You can create videos of these movements by switching to the Animation workspace, which is how I made the animated GIFs in this 'Ible. You can find instructions on how to create animations in Autodesk's Animating a design tutorial.
A Concave RP Artwork
Referring back to Step 1, the alternative type of RP artwork involves using a concave canvas to represent the outside of a cuboid object. To create one, start by going back into the Fusion project and creating a new top-level component called Concave. Turn off the visibility of the bodies and decals in the Convex component but leave its sketches and constructed plane visible. In the Surface environment, loft the four sides of the base rectangle up to the vanishing point to create a pyramidal surface body. Split the body using the constructed plane then remove the unwanted tip and patch the resulting square hole. Stitch the patch to the rest of the pyramid. The end result is a hollow truncated cone surface body, as shown in the 3rd image above.
You can't add decals to the inside of a surface body which means it's necessary to thicken the surface body to turn it into a solid body first. Just thicken it by a small amount, say 0.1mm. When applying the decals, it helps to switch to wireframe view so you can see through the opposite surface to do the placement.
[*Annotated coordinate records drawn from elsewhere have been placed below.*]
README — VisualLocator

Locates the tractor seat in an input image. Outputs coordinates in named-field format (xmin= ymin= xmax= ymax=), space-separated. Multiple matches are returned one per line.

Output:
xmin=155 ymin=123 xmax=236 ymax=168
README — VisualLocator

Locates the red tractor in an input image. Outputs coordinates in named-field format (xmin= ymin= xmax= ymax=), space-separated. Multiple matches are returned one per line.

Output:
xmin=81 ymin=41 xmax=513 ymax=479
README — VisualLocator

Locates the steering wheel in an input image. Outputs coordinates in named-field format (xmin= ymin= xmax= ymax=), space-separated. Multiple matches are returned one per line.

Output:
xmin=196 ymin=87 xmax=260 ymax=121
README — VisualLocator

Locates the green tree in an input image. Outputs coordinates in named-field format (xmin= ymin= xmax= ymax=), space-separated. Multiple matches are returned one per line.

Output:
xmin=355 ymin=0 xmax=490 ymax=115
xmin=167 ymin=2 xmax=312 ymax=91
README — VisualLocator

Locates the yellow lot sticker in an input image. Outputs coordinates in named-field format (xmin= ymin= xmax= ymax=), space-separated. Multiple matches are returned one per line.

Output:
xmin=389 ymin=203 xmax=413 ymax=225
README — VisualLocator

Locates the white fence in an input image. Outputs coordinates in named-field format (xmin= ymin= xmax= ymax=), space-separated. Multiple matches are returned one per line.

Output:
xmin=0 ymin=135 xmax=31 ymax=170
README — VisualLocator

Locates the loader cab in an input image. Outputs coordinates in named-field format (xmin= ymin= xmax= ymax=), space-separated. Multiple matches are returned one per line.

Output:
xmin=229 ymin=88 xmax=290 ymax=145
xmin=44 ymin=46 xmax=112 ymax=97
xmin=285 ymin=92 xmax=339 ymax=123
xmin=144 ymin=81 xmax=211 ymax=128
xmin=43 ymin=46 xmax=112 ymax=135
The animated GIF attached to this step shows photos of a box of Yorkshire teabags (an essential beverage in this part of the world) on the inside of such a concave canvas. It's less succesful than the convex Georgian room, I suspect because the proportions are wrong. It would perhaps have been better to have one of the long sides, the front of the box, as the North face instead of an end. It may also be that the pyramid needs to be truncated further away from the vanishing point than the 1/5 distance I used. These are things that can be investigated by experiment, likewise finding out what the best angle is for the pyramid (ie the angle between one of the triangular faces and the square base), given that the human cone of vision is about 60°.
Unfortunately, I haven't found a way to size decals parametrically, because the decals dialogue box only allows width and height to be specified and we need in addition the length of the short side to define the trapezium. Every change that's made to the 3D canvas will need the decals to be resized and reshaped in image editing software then re-applied to the surfaces and manually positioned.
Making a Physical Artwork
You'll need to print out the 5 images to go onto a physical 3D canvas, so think about the size of printer you have available and work back from that. For a convex canvas, I suggest making it from cardboard and giving it a base (the South face), both for rigidity and to make it easy to attach to a wall.
Print the images first then stick them onto the cardboard in a cross shape (assuming the card is large enough), like the drawing above for the Georgian room, which is also attached as a PDF. If the net won't fit on a single sheet then some of the fold lines will need to become additional joints. Draw in an assembly tab on one of each pair of edges that will be joined, then cut the whole thing out.
Stick it together using glue on the assembly tabs reinforced with gaffer tape on the inside (for a convex canvas) or outside (for a concave one).